In order to match the Challenge requirements, the animations were edited and timing increased with the music tempo to create a cohesive compilation. Travis and Kenneth used Maxon™ Cinema 4D® to create the 3D models and the animation segments. Compositing and effects were accomplished with Adobe® After Effects® and Adobe® Premier Pro®. The style of the animations was designed with the thought of changing environments and a feeling of immersion. Environments within each segment involved a color change (i.e. from blue to pink to dark purple to red). Special effects include depth of field and a subtle watery ripple to add to the illusion of immersion in a new world.

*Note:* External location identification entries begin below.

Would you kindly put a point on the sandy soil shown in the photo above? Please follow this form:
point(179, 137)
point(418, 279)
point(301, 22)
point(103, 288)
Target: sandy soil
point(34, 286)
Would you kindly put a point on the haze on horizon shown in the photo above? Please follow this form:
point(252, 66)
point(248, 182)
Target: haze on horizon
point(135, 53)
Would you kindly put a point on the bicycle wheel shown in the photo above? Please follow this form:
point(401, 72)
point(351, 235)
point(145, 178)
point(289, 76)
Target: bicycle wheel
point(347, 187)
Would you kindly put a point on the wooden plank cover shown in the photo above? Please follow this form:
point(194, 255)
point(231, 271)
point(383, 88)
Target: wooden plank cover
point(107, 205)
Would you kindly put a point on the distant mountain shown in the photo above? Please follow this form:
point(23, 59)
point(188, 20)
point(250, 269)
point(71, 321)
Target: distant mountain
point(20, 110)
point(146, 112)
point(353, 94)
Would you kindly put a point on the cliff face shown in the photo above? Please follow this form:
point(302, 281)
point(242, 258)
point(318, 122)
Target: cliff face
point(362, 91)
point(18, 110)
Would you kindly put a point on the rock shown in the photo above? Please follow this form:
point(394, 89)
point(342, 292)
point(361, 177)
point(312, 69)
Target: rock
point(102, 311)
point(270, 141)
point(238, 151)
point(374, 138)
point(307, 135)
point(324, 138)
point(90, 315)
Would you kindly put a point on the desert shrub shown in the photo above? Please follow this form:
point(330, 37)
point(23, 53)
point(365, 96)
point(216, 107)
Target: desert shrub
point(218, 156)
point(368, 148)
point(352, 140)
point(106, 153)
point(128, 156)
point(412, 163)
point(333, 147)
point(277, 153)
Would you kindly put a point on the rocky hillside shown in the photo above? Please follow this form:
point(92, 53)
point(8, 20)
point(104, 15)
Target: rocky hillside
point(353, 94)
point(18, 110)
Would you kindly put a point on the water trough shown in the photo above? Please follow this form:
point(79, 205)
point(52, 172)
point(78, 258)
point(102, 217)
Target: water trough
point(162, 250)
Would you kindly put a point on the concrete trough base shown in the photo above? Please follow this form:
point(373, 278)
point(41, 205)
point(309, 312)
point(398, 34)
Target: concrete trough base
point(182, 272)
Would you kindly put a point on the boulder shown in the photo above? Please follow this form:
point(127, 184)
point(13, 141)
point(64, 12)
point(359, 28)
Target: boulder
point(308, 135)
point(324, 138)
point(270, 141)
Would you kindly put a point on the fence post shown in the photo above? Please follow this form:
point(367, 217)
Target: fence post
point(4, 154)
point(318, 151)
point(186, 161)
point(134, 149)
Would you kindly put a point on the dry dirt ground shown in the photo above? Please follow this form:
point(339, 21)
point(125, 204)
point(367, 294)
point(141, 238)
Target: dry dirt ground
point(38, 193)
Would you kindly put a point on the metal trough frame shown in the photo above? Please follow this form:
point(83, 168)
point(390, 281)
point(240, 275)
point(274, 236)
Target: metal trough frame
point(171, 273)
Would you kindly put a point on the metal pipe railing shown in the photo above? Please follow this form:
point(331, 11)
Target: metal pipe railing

The works created by the AMI members recognized in the 2008 National Science Foundation (NSF) and Science's International Science and Engineering Visualization Challenge exemplify the mission of the Challenge to celebrate the value of images in illuminating scientific and medical content for the public. Linda Nye's Zoom into the Bloodstream visually displays nano-scale making it accessible to the viewing public. Linda combines 3D computer art with the traditional illustration techniques or "artist's hand" maintaining a unique artistic style. Donny Bliss visualizes complex 3D structures creating a striking molecular atmosphere in 3D Imaging of Mammalian Cells with Ion-Abrasion Scanning Electron Microscopy. Travis Vermilye portrays complex scientific "worlds" in beautiful and seemingly epic interactions in A Window into Life.